Harvard University, ultra-exclusive dispenser of lifelong privileges, now claims that “privilege and exclusion (are) at odds with our deepest values.” Seriously. Does this mean that Harvard will begin loosening its admission requirements and start offering free tuition to all undergraduates (with the exception, perhaps, of gazillionaire kids)?
Of course not. It means that Harvard will punish students who belong to single-sex organizations of which university administrators disapprove — fraternities, sororities, and most of all, male final clubs. Students who dare to join these groups will be barred from “leadership positions in recognized student organizations or athletic teams” and will not be eligible for dean’s endorsement letters for such honors as Rhodes and Marshall fellowships.
It’s a bit like punishing students for private, off campus speech that administrators find offensive.
Harvard’s crusade against these particular exclusionary groups was sparked by concerns about sexual assaults and the misogynist attitudes the final clubs allegedly propagate. But these concerns are not discussed in Harvard Dean Rakesh Khurana’s explanation for the new policy. Instead, with a straight face, he declares, “In their recruitment practices and through their extensive resources and access to networks of power, these organizations propagate exclusionary values that undermine those of the larger Harvard College community.”
Dean Rakesh doesn’t explain how the university manages to exploit its “extensive resources and access to networks of power” without promoting “exclusionary values.” Perhaps he thinks the answer is self-evident: Harvard is an “inclusive community,” President Drew Faust asserts, as she excludes from substantial benefits students whose associations she disdains.
The Foundation for Individual Rights in Education (FIRE) rightly characterizes this new policy as a blacklist of students who don’t share Harvard’s “political preferences.” FIRE vice president Robert Shipley stresses, “I had hoped that universities were past the point of asking people, ‘Are you now, or have you ever been, a member of a group we don’t like?’ Sadly they are not.”

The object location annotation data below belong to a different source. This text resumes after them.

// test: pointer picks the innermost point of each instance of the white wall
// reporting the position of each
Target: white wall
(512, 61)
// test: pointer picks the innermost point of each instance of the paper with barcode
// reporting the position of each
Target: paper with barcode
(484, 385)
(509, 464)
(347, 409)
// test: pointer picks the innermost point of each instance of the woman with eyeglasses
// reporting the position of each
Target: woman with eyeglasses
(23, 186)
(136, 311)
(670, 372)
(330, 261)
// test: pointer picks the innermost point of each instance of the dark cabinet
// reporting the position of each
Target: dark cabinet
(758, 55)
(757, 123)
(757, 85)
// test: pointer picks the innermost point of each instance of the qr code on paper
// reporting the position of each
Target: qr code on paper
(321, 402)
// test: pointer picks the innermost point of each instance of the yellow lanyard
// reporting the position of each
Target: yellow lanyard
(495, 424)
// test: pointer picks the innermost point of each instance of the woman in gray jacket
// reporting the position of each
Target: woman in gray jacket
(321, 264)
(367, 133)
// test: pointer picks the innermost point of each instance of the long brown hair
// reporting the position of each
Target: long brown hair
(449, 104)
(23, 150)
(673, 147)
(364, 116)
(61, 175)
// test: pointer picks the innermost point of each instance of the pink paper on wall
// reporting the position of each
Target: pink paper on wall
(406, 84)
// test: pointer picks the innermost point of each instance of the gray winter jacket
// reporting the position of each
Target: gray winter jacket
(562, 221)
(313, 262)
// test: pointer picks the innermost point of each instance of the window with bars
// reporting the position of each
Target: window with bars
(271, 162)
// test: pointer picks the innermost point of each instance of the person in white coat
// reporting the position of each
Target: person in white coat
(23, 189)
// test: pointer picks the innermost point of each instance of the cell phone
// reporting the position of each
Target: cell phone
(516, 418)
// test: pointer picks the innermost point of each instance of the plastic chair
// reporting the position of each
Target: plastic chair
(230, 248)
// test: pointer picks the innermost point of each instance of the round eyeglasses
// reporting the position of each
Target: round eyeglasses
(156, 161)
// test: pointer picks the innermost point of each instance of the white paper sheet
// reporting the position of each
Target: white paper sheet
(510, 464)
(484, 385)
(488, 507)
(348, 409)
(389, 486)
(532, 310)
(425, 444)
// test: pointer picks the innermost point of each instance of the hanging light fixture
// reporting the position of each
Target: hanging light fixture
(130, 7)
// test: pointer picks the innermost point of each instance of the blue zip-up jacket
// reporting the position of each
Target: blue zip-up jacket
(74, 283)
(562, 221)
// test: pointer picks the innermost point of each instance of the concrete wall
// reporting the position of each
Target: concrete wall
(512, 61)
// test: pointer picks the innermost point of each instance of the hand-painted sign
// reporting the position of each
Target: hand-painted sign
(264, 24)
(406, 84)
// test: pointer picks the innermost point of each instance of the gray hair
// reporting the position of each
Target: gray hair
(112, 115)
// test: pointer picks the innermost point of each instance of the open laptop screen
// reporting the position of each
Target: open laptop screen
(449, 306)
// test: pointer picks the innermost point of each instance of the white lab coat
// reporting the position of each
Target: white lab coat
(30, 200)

There are, of course, numerous single-sex groups at Harvard that students may continue to join with impunity. Indeed, Harvard’s list of official student organizations includes affinity groups based on religion, race and ethnicity, as well as sex or gender, among other demographic categories, from BAGELS: A Queer/Jewish Student Group to the Half Asian People’s Association to the Latino Men’s Collective. Officially recognized groups are supposed to comply with the university’s anti-discrimination policy, which differentiates them from final clubs, sororities and fraternities that formally exclude members partly on the basis of sex. But these male and female only groups are not recognized or affiliated with Harvard: They exist and operate independently, which is why blacklisting students who choose to join them is such an affront to personal liberty. It’s a bit like punishing students for private, off campus speech that administrators find offensive.

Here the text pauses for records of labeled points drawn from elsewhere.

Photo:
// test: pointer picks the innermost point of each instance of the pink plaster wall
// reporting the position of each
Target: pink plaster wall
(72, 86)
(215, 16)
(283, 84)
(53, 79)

Harvard’s punitive anti-association policy should be vigorously opposed, but the greater challenge for civil libertarians is defeating the illiberal authoritarianism that gave rise to it.
And, like most blacklists, this one does not just violate the associational freedom of people directly targeted. It limits the freedom of any campus group that wishes to associate with them, depriving approved organizations of the right to elect targeted students to leadership positions. As Harvard’s Undergraduate Council tactfully writes in responding to the new policy, “We strongly encourage the College and the advisory group enforcing these recommendations to be mindful of internal democratic processes of student organizations … Vetting of elected members of student government based on affiliation in certain groups is detrimental, and fundamentally opposed, to the vivacity of the democratic process.”
Is Harvard’s assault on free association legal? A private university, it’s not bound by First Amendment associational rights, but students punished for joining private, off campus clubs may find relief under Massachusetts law. They will not, however, find support from the many liberals or progressives who have applauded Harvard’s blacklist and share the hostility to fundamental liberties — of speech, association and due process — that now prevail on many America campuses. Harvard’s punitive anti-association policy should be vigorously opposed, but the greater challenge for civil libertarians is defeating the illiberal authoritarianism that gave rise to it.